# which of the following is/are true for $f$? [duplicate]

Let $f$ be a meromorphic function on $\mathbb C$ such that $|f(z)|\ge|z|$ at each $z$ where $f$ is holomorphic. Then which of the following is/are true?

2. Such an $f$ is entire.

3. There is a unique $f$ satisfying the given conditions.

4. There is an $A\in\mathbb C$ with $|A|\ge1$ such that $f(z)=Az$ for each $z\in\mathbb C.$

I think 2 and 4 are correct. But I can't proceed rigorously. Neither do the discussion https://math.stackexchange.com/questions/631244/f-be-a-meromorphic-function-on-mathbbc-ni-fz-ge-z-forall-z is complete.

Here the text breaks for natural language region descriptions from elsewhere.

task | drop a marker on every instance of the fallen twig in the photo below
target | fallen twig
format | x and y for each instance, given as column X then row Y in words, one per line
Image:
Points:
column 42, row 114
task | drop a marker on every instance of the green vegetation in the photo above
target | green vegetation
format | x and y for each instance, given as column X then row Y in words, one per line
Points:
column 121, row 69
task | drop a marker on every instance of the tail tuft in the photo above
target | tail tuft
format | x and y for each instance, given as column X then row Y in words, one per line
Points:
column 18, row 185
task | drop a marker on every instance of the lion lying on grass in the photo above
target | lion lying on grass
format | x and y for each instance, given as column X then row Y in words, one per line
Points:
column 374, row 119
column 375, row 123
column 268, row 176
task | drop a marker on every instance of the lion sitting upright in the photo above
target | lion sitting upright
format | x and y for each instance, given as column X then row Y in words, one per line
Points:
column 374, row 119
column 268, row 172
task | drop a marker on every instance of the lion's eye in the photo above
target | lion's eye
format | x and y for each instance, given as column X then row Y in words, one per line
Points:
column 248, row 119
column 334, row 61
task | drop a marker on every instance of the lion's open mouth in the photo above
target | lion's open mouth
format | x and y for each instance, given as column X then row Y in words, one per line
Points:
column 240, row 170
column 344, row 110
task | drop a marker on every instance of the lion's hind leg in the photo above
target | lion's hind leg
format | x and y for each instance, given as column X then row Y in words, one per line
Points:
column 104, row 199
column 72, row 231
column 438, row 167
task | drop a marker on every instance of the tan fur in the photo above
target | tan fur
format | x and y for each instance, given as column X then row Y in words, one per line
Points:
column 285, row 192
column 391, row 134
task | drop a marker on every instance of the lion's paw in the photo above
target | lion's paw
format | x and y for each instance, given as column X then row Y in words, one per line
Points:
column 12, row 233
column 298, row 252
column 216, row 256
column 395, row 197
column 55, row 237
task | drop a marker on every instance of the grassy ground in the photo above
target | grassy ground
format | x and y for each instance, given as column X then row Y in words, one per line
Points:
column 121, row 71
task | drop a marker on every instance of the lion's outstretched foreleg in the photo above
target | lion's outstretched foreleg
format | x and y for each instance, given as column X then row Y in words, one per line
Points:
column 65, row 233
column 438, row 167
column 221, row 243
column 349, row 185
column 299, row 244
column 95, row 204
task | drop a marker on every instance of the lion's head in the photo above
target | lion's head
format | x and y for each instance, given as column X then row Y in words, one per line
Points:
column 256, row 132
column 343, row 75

## marked as duplicate by Henrik, John B, Servaes, colormegone, Daniel W. FarlowJun 5 '16 at 0:37

Note that $f$ has no zeros, except possibly at the origin. Define $$g(z) = \frac z {f(z)}$$
Since $g$ is bounded near $0$ (even if $f$ has a pole at zero, $g$ is still bounded), we can extend $g$ to be holomorphic in a neighborhood of zero. Anywhere else $f$ has a pole, $g$ has a zero; thus, $g$ is holomorphic everywhere, or entire.
Finally, $g$ is bounded on $\mathbb{C}$, so must be constant. The correct choices then follow immediately.